Anak itu terjatuh mencium tanah. Lalu...
Crak!
Cangkul itu menghantam kepala Obi. Darah panas mengucur dari kepalanya yang terluka. Dan dia tak bergerak lagi. Sejenak Pak Dudung melihat sekitar. Tak ada siapapun di sana.
Pak Dudung meraih tubuh yang sudah tak bergerak itu dan membawanya ke tengah ladang. Jasad kecil itu dilemparkan ke dalam sumur tua tempat dia mencuci cangkul tadi lalu menimbunnya dengan daun-daun kering dan sampah yang ada disitu.
Setelah itu Pak Dudung kembali melanjutkan makannya yang tertunda.
Menjelang sore hujan turun sederas-derasnya. Sisa-sisa darah Obi di tanah kering larut bersama air hujan. Sumur itu meluap hingga hampir penuh. Namun hanya sampah yang mengambang.
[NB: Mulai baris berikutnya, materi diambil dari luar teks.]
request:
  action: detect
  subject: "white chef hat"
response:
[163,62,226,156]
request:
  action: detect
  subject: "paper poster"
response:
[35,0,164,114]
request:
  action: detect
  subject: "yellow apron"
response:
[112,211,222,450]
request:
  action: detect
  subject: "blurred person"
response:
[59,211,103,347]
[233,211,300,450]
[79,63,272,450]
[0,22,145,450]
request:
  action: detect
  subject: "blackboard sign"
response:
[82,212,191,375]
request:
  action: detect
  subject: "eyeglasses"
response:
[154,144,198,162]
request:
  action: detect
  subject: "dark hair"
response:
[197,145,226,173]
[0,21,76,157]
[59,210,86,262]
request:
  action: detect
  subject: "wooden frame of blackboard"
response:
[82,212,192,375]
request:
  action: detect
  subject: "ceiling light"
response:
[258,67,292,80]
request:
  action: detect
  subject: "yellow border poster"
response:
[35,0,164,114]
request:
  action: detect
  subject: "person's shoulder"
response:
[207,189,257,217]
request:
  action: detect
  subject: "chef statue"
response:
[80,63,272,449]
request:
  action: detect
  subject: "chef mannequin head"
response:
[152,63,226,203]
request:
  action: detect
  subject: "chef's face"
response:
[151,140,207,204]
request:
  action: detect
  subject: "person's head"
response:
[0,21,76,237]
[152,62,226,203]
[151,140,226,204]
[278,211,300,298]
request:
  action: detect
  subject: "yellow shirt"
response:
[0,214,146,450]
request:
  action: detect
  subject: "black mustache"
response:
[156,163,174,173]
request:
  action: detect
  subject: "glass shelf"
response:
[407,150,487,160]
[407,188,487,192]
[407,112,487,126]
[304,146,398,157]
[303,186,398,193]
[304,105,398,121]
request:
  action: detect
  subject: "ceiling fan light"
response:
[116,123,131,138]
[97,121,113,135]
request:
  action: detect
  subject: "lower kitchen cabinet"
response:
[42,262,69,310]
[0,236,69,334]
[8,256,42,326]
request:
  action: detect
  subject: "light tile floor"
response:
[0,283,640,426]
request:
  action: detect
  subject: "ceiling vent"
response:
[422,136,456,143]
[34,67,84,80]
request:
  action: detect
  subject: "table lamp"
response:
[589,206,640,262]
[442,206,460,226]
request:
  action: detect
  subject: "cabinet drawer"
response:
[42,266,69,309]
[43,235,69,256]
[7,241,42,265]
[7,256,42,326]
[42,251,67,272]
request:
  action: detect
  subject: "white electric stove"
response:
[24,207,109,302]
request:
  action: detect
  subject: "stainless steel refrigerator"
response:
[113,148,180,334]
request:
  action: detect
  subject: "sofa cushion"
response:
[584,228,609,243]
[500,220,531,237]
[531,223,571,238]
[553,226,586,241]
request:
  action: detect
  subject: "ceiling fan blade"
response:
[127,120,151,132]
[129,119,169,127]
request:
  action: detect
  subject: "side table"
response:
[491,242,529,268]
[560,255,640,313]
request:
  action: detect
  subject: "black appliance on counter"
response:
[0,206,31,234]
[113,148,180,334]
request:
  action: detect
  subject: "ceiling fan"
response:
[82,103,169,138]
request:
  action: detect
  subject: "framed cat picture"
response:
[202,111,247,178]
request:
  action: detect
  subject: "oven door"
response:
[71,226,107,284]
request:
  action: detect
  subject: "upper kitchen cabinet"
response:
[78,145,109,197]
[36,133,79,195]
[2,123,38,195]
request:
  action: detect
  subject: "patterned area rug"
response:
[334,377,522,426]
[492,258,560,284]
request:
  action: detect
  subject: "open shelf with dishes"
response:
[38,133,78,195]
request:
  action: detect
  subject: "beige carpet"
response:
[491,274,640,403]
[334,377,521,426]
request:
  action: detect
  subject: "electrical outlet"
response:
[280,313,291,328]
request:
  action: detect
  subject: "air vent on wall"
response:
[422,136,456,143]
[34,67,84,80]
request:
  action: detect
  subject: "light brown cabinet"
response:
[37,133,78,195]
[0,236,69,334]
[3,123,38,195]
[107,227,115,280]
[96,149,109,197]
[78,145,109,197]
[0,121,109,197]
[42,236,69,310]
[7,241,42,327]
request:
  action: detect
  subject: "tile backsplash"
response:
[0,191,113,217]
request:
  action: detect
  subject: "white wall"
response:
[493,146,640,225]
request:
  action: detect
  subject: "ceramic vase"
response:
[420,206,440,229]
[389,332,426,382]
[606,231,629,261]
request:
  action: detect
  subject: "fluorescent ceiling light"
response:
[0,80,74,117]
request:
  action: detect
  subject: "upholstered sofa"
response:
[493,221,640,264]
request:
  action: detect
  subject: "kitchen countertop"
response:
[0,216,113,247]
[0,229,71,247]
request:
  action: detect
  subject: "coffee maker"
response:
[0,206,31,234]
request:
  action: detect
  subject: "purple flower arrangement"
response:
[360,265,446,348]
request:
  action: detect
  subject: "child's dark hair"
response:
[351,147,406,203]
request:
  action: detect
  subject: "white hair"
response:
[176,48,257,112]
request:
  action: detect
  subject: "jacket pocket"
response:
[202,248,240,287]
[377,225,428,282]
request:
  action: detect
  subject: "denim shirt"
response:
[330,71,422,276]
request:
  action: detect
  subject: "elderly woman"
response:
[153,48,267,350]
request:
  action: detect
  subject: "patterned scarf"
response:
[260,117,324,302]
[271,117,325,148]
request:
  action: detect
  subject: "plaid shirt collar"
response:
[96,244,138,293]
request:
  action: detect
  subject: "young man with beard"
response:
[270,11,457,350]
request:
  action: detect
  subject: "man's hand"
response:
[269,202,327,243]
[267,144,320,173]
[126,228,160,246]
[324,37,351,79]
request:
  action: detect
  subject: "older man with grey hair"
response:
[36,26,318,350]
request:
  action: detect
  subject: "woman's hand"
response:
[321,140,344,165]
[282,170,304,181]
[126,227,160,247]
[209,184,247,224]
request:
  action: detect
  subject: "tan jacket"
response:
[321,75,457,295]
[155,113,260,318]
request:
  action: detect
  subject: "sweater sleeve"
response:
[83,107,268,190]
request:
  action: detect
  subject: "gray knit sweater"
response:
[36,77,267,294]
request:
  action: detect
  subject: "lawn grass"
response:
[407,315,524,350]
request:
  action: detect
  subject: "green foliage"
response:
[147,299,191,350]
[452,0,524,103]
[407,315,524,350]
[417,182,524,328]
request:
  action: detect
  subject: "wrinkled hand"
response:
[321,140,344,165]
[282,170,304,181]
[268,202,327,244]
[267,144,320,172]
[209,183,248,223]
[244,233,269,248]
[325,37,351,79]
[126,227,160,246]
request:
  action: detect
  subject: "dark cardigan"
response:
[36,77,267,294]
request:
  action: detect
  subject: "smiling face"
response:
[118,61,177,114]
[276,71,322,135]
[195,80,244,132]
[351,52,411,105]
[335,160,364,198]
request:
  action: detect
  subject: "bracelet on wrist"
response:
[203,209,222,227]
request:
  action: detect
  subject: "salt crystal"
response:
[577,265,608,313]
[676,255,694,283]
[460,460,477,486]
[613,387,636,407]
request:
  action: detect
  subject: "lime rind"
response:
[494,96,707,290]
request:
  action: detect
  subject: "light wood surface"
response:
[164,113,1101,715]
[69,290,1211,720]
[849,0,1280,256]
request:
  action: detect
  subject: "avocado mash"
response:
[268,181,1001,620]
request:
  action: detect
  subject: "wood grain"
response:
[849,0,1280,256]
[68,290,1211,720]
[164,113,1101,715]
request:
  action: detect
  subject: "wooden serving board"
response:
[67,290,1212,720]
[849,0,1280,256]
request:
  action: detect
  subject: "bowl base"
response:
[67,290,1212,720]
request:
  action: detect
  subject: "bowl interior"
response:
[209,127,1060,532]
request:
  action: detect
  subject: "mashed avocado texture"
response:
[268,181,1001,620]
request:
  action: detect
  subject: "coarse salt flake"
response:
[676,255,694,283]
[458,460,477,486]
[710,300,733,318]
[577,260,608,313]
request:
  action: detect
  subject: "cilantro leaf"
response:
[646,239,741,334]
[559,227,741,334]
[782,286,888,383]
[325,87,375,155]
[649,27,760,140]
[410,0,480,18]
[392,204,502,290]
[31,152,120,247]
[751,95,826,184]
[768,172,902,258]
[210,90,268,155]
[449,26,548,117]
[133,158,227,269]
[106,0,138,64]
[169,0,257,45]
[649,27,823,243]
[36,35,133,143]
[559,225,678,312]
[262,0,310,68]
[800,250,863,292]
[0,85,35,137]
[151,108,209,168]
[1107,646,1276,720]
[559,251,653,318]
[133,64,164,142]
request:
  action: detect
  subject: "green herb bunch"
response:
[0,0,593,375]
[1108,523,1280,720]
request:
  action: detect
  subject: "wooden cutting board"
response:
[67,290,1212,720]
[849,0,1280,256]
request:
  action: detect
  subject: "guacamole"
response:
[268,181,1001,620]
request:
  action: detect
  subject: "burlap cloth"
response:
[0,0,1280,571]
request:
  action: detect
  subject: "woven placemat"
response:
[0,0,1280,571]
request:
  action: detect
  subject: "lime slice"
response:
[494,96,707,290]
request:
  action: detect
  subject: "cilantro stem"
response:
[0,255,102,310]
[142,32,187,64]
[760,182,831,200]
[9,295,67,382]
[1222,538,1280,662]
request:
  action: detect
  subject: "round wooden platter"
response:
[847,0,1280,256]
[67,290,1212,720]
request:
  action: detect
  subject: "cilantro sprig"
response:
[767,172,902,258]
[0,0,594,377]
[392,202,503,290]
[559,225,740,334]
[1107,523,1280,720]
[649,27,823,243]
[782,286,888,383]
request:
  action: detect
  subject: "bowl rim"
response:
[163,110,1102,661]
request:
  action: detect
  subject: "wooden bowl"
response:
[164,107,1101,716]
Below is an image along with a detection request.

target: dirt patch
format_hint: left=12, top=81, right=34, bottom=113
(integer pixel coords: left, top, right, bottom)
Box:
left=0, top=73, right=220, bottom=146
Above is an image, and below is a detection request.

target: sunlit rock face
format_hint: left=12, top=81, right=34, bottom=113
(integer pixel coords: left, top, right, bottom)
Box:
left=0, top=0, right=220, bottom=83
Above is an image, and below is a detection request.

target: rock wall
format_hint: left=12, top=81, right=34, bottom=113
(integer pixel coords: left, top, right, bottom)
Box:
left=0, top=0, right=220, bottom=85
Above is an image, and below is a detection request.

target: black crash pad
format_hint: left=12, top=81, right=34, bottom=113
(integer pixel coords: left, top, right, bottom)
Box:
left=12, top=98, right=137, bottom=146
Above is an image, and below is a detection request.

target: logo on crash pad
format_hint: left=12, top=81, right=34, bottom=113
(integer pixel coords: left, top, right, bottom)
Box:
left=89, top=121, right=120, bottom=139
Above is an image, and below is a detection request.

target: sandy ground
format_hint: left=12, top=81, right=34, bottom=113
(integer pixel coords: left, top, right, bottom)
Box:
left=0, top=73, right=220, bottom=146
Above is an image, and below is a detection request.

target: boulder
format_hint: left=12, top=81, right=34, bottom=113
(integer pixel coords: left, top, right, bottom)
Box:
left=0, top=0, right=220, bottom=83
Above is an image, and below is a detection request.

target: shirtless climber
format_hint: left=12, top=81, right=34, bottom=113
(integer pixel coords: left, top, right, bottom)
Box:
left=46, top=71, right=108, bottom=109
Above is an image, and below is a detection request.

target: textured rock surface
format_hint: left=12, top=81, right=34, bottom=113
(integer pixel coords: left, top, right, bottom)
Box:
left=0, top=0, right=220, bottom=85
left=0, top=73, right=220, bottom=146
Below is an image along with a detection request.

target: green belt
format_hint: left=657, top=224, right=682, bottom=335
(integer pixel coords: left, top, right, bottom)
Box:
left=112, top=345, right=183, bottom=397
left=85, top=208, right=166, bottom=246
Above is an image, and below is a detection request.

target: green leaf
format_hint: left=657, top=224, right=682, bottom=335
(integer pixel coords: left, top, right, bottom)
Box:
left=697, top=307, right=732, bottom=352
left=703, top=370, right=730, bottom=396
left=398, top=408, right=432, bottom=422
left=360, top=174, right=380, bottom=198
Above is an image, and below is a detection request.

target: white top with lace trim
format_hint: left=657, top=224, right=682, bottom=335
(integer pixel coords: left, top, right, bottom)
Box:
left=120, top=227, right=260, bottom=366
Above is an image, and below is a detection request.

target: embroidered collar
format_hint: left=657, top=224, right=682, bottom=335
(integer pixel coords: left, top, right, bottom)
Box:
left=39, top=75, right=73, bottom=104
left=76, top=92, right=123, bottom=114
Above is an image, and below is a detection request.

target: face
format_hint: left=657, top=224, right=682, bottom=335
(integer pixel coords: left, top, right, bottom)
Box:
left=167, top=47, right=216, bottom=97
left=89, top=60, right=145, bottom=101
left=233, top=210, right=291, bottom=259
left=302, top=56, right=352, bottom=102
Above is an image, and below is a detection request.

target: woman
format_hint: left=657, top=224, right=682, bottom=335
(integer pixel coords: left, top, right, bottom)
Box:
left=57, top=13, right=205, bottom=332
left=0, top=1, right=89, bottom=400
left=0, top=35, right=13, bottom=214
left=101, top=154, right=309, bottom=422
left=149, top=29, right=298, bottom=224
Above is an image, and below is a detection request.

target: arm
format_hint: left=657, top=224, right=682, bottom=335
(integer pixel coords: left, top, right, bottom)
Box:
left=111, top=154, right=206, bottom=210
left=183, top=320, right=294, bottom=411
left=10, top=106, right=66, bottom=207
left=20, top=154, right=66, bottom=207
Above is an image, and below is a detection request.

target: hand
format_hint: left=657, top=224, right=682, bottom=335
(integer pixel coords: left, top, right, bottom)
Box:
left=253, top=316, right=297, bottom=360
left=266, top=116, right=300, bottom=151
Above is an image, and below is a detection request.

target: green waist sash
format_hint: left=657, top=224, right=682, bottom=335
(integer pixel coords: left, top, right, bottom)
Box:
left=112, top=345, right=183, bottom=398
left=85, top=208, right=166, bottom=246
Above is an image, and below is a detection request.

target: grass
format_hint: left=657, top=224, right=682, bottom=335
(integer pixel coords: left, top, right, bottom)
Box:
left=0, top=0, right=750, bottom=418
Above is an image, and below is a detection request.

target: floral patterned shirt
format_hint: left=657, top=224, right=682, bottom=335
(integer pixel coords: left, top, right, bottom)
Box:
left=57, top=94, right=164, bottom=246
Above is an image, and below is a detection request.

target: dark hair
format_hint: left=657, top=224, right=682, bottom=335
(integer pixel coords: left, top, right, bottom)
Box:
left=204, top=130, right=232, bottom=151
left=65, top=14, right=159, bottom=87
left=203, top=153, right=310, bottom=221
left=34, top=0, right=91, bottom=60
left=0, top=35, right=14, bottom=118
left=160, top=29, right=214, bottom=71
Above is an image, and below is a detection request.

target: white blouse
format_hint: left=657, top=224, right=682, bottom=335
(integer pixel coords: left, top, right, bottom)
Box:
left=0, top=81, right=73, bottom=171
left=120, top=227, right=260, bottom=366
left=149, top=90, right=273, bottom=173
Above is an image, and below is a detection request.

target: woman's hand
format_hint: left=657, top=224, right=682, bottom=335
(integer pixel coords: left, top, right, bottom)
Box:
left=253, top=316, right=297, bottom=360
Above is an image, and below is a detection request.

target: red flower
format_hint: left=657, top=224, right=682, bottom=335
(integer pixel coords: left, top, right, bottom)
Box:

Pak Dudung pulang sambil menenteng cangkulnya.
Dari belakang rumah, ibu Obi berseru-seru memanggil anaknya. Sejak pagi Obi tak nampak batang hidungnya. Wanita itu cemas. Ada sesuatu yang mengganggu di benaknya. Tapi dia tak tahu apa.
***
Malam sebelumnya di salah satu warung di ujung kampung, Badra mengusap peluh di dahinya. Tangannya bergetar dan pandangan matanya nanar menatap angka-angka pada kartu. Isi dompetnya sudah terkuras habis. Sisa ampas kopi di gelasnya meninggalkan jejak pahit sepahit kenyataan yang dihadapinya.
Dengan penuh amarah Badra membanting kartu ditangannya. Matanya nyalang menatap lelaki tua yang jadi lawan mainnya malam itu.
"Kau curang!" makinya. Jarinya bergetar menahan emosi.
Pak Dudung hanya mengangkat sisi bibirnya. Lelaki itu meraup uang-uang kertas lusuh yang berserakan di meja di hadapannya. Dia beranjak meninggalkan tempat itu saat Badra tertawa getir dan pahit.
"Kau tidak mau kalau kutawarkan istriku lagi sebagai taruhan, kan. Ha...ha...," tawa Badra membahana.
Pak Dudung menghentikan langkahnya dan menatap tajam Badra.
Badra masih tertawa sambil mengacung-acungkan jarinya menunjuk Pak Dudung. Rahang lelaki tua itu mengeras menahan amarah.
Sementara sayup-sayup ayam jantan berkokok di kejauhan.
***
Suatu malam yang panas tujuh tahun lalu Badra menginjak sisa puntung rokok terakhir di beranda rumah gubuknya. Suara engsel pintu berkeriut ketika seorang lelaki separuh baya keluar dari dalam bilik.
Badra tak menoleh saat lelaki itu berdiri di depan pintu sambil mengancingkan celananya.
Saat lelaki itu berlalu di kegelapan malam, masih terdengar isak tangis seorang wanita dari dalam bilik.
Sejak saat itulah Wanti mengandung. Pernikahannya dengan Badra yang telah berlangsung lima tahun tak membuahkan anak. Meskipun Badra membenci sejak bayi itu hadir di rahim istrinya, dia tetap membiarkan bayi itu lahir. Mereka memberinya nama Obi.